Tuning quality
This article discusses approaches to tuning Carrot2 clustering algorithms.
Desirable characteristics of input documents
The quality of clusters and their labels largely depends on the quality of documents provided on the input. Although there is no general rule for optimum document content, below are some tips worth considering.
-
Carrot2 is designed for small to medium collections of documents. Carrot2 algorithms perform in-memory clustering. For this reason, as a rule of thumb, Carrot2 should successfully deal with up to a thousand of documents, a few paragraphs each. For algorithms designed to process millions of documents, check out the Apache Mahout project or Carrot Search Lingo4G.
-
Provide a minimum of 100 documents. Carrot2 clustering algorithms work better with increasing amount of data. A hundred documents on input is probably the minimum for any statistical significance of features discovered by the algorithm. In general, an optimum number of documents would probably fall between 100 and a few thousands. More than that may cause problems due to in-memory processing.
-
Provide query-context snippets instead of entire documents. If the input documents are a result of some search query, provide contextual snippets related to that query (similar to what web search engines return), instead of full document content. Not only will this speed up processing, but should also guide the clustering algorithm to discover query-related spectrum of topics.
-
Minimize noise in the input documents. All kinds of noisy fragments in the input like truncated sentences, random alphanumerical strings or repeated boilerplate may decrease the quality of cluster labels. If you are extracting query context for clustering, retrieving complete sentences instead of truncated fragments should improve cluster labels even further.

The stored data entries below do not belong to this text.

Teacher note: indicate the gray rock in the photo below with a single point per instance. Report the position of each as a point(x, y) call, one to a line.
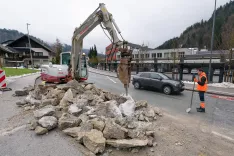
point(75, 132)
point(40, 130)
point(98, 124)
point(94, 141)
point(157, 111)
point(108, 109)
point(68, 122)
point(33, 124)
point(21, 92)
point(45, 111)
point(127, 143)
point(88, 87)
point(149, 113)
point(114, 131)
point(48, 122)
point(86, 126)
point(21, 103)
point(74, 110)
point(142, 103)
point(141, 117)
point(68, 96)
point(84, 118)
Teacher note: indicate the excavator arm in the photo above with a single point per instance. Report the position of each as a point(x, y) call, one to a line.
point(104, 18)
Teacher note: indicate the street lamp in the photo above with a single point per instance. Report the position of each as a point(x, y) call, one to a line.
point(212, 42)
point(30, 46)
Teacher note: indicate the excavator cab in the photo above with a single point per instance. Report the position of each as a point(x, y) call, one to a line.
point(66, 59)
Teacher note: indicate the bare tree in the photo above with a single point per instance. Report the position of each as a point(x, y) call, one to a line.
point(228, 39)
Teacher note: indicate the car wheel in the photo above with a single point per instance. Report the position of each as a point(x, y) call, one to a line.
point(167, 90)
point(137, 85)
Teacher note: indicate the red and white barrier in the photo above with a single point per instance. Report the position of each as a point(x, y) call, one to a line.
point(2, 79)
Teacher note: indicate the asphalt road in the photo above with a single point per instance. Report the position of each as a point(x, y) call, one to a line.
point(17, 140)
point(219, 116)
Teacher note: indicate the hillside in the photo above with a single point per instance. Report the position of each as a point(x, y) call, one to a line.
point(199, 34)
point(8, 34)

Choosing the clustering algorithm
Carrot2 offers several clustering algorithms. These algorithms differ in algorithmic approaches to solving the problem and vary in performance characteristics and in how they find and then label document clusters.
It's quite difficult to give one clear recommendation as to which algorithm is "the best": the decision is a problem of weighing multiple criteria such as performance or cluster label legibility. Compare the following three sets of cluster labels acquired for the same input using different algorithms:
Many people (including us) have a subjective feeling that the Lingo-family of algorithms (Lingo and Lingo3G) delivers more intuitive and diverse clusters compared to other algorithms. Sometimes it is other characteristics, such as performance or cluster structure, that should be taken into account.
The following table summarizes key characteristics of each algorithm shipped in Carrot2.
Feature | Lingo | STC | k-means |
---|---|---|---|
Cluster diversity | High, many small (outlier) clusters highlighted | Low, small (outlier) clusters rarely highlighted | Low, small (outlier) clusters rarely highlighted |
Cluster labels | Longer, often more descriptive | Shorter, but still appropriate | One-word only, may not always describe all documents in the cluster |
Scalability |
Low. For more than about 1000 documents, Lingo clustering will take a
long time and large memory
|
High | Low, based on similar data structures as Lingo. |
Overlapping clusters | Yes. A document can belong to more than one cluster. | Yes. A document can belong to more than one cluster. | No. A document can belong to only one cluster. |
Lingo3G, the commercial algorithm that plugs into Carrot2 has a separate page where its features are compared against the open source algorithms.
While the table above can be useful to determine which algorithm to choose, the ultimate judgment should be based on an empirical evaluation with your specific document collection.
Tweaking parameters
The default settings that come with each algorithm are good for an average case. Each algorithm comes with a number of attributes which can be used to tune its output and runtime characteristics. You can easily adjust attributes in Java API. An robust way to override attributes in REST API is to use request model classes.
In order to achieve good cluster labels and high clustering quality it is vital to adjust the default language resources so that they exclude any common terms, phrases and expressions specific to:
- the selected language (the default resources should contain a reasonable number of these already),
- the domain of documents being clustered.
For example, if clustering documents from the medical domain, certain expressions and terms may be obvious and trivial to the domain. Forming clusters out of these wouldn't be of any value to the users. By excluding such expressions the algorithms are guided to look for other, perhaps more interesting alternative content.
Lexical resources can be adjusted both in the Java API and in the REST API.